Britt hasn’t left South Carolina since!

He started teaching at the resort’s golf schools and conducted private lessons. He says he knew immediately that teaching and coaching was the aspect of golf that he enjoyed the most. After all, Britt had aspirations of teaching when he headed north to Tallahassee from Fort Myers a few years earlier, but his desire to educate was rekindled within the game of golf in Hilton Head.

In May of 1995, Britt was hired by PGA Professional Jimmy Koosa to teach and manage the Weed Hill Driving Range in Irmo, South Carolina. Britt spent nine years at Weed Hill before leaving for a short stint elsewhere and would soon return to Irmo for three additional years. “That’s where I first did a lot of my teaching and developed my philosophies on the golf swing and golf instruction in general,” Britt says.

He worked in and around Columbia, South Carolina from 1995 to 2016 and implemented a junior program at Weed Hill to work with some of the talented young golfers in the area. Britt says he always tries to foster a culture at his facilities where kids can learn together, play together, practice together and even compete against each other. The kids would take classes and then hang out on the putting green or range, working on their game and developing little competitions that pushed each other to get better. In fact, the competition was as big a part of their growth as the instruction itself. Many of Britt’s young students would go on to win junior events and play college golf. Dustin Johnson did a little more.
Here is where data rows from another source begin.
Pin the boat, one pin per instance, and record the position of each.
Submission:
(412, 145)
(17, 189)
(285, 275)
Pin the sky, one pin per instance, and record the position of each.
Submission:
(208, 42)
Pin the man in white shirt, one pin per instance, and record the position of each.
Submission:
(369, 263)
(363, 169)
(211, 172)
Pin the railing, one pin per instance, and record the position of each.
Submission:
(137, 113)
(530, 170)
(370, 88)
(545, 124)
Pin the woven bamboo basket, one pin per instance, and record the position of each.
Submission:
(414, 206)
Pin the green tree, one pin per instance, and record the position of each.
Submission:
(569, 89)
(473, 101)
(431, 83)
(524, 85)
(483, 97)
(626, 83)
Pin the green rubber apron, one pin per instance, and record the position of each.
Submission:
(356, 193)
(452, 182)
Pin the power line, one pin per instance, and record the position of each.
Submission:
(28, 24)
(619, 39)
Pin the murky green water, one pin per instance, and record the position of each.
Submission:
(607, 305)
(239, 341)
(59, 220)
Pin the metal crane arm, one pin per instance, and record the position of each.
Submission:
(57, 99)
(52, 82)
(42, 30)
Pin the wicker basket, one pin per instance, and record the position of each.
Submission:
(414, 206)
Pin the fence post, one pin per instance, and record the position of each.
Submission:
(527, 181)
When Dustin was about 12 years old, his dad Scott was the PGA Head Professional at the Mid-Carolina Golf Club, which as fate would have it is located in Prosperity, South Carolina. Scott moved over to the Weed Hill practice facility and Dustin would be at the range all the time.

“He was one of those kids who’d just be there hitting golf balls and asking questions daily,” Britt remembers. “I worked with Dustin a lot, as did Jimmy Koosa. These sessions weren’t necessarily full lessons, but more 5-10 minutes of tweaking this and reinforcing that.” Britt says. Johnson’s desire to learn was endless, as he’d take the information shared by Britt and Koosa, work on it over the next day or so and return to learn what was next. Johnson would still be hitting balls at 10:00 at night when Britt was set to close up and head home. Eventually, he would just tell Johnson to turn out the lights when he left.
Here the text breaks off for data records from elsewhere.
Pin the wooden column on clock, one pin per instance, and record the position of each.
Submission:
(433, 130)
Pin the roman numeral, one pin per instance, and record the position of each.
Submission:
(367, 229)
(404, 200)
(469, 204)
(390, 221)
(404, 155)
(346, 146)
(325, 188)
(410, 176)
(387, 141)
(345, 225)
Britt had a similarly-informal relationship with his first instructors at The Forest Country Club, but would start seeing a legendary South Carolina Hall of Fame golf pro named Grant Bennett. “Grant was really the only instructor I ever had,” Britt says. As he got into teaching, Britt used books and articles to reinforce the mental and course management side of golf, as well as the technical aspects of the golf swing. Now a Golf Range Association of America (GRAA) Top 100 Growth of the Game Teaching Professional, Britt is the PGA Director of Instruction at The Carolina Country Club, an 18-hole private facility in Spartanburg, South Carolina. Celebrating two years at his current club, Britt serves about 350 members, a changing demographic with more young families and kids than ever, and he touts the early success of his junior, ladies’ and senior programming using the Operation 36 platform. He is now an Operation 36 Top 50 Master Coach.

In addition to stellar outdoor practice facilities at The Carolina Country Club, Britt has an indoor performance center with two hitting bays equipped with FlightScope, BodiTrak and V1 technology.

Britt earned the Carolinas PGA Section Youth Player Development Award in 2016 and the Section’s Player Development Award in 2021. He became a Quarter Century PGA Member in 2019 after not touching a club until his late teens and pivoting from his original college plans because of an outside operations job in Hilton Head. Over three decades, he is proud to have helped more than 100 young students earn golf scholarships, a feat he couldn’t have imagined when just breaking into the business.

His daughter Isabella is a second-year golfer at The College of Charleston, and his son Casey is also in the business, currently working at The Cliffs at Keowee Springs, in South Carolina.